Elle devait le confronter, le heurter comme deux navires battus par la tempête, et lire ses expressions si elle souhaitait être forte face à lui. Plus question de paraître faible et apeurée.
Elle planta ses yeux dans les siens qui la pénétrèrent, profonds et mystérieux comme les abysses, mais si lumineux telle l'eau de roche coulant des montagnes millénaires. Un doux clair-obscur qui la renversa.
Les lèvres de Vadim s'étirèrent en son honneur. Elle n'avait jamais remarqué qu'il avait une fossette au coin de la joue...
— Vous faites pas mal de progrès, Princesse.
Le prince la libéra en tapotant son petit nez d'un doigt avant de s'en aller, la laissant seule sur la colline, plus troublée que jamais.

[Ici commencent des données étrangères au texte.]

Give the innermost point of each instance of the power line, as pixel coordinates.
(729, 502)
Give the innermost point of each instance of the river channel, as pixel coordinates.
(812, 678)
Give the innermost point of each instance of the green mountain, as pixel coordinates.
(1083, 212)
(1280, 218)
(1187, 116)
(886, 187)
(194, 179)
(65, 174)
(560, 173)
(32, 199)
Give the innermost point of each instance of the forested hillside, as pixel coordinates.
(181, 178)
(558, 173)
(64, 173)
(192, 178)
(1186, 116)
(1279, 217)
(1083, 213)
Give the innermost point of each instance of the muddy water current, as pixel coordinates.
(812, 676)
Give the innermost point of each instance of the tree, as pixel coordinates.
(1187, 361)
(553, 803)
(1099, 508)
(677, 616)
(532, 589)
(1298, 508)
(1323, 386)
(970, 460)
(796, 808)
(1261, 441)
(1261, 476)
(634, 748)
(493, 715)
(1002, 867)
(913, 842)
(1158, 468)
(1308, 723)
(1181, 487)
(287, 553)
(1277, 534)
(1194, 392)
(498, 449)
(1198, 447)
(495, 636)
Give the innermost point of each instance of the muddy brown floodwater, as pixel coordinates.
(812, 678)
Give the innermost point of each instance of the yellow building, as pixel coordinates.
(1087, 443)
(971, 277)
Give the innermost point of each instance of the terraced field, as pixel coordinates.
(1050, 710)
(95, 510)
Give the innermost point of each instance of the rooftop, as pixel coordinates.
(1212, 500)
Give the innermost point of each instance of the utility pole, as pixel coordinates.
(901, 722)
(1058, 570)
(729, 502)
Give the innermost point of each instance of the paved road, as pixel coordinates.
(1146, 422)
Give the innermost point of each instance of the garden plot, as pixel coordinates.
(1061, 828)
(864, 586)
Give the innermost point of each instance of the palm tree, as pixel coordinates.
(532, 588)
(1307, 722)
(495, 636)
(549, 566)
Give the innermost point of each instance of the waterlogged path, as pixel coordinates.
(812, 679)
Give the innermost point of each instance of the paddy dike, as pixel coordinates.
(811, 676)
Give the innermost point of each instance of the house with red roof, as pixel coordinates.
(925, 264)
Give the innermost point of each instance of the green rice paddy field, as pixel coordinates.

Sa haute silhouette s'obscurcissait progressivement sous les rayons du soleil. Jaya ne le retint pas, elle n'en avait pas la force. À peine s'était-il retourné, dévoilant son profil marqué qui l'avait tant effrayée.
— La prochaine fois, c'est moi qui serai votre instructeur. Je vous dois bien ça pour me faire pardonner d'avoir menti.
Elle le laissa partir, disparaître en contrebas vers le chemin de la ville. Le vent la cogna comme un souffle de vérité, emportant sa chevelure dans son tourbillon. Vadim... Quels secrets dissimulait-il derrière tous ces aspects alambiqués de sa personne ? Cet homme fort et révérencieux, celui fou de jalousie ayant des excès de violence, celui blessé qui ricanait au nez du monde qui le maltraitait, ou celui fantasque que beaucoup craignaient et évitaient comme une maladie.
Jaya l'avait réalisé sous ce sublime soleil.
Malgré sa méfiance encore tonique à son égard, Vadim Blanchecombe était réellement un être fascinant. Il lui restait encore tant de brume à dissiper si elle voulait le percer à jour.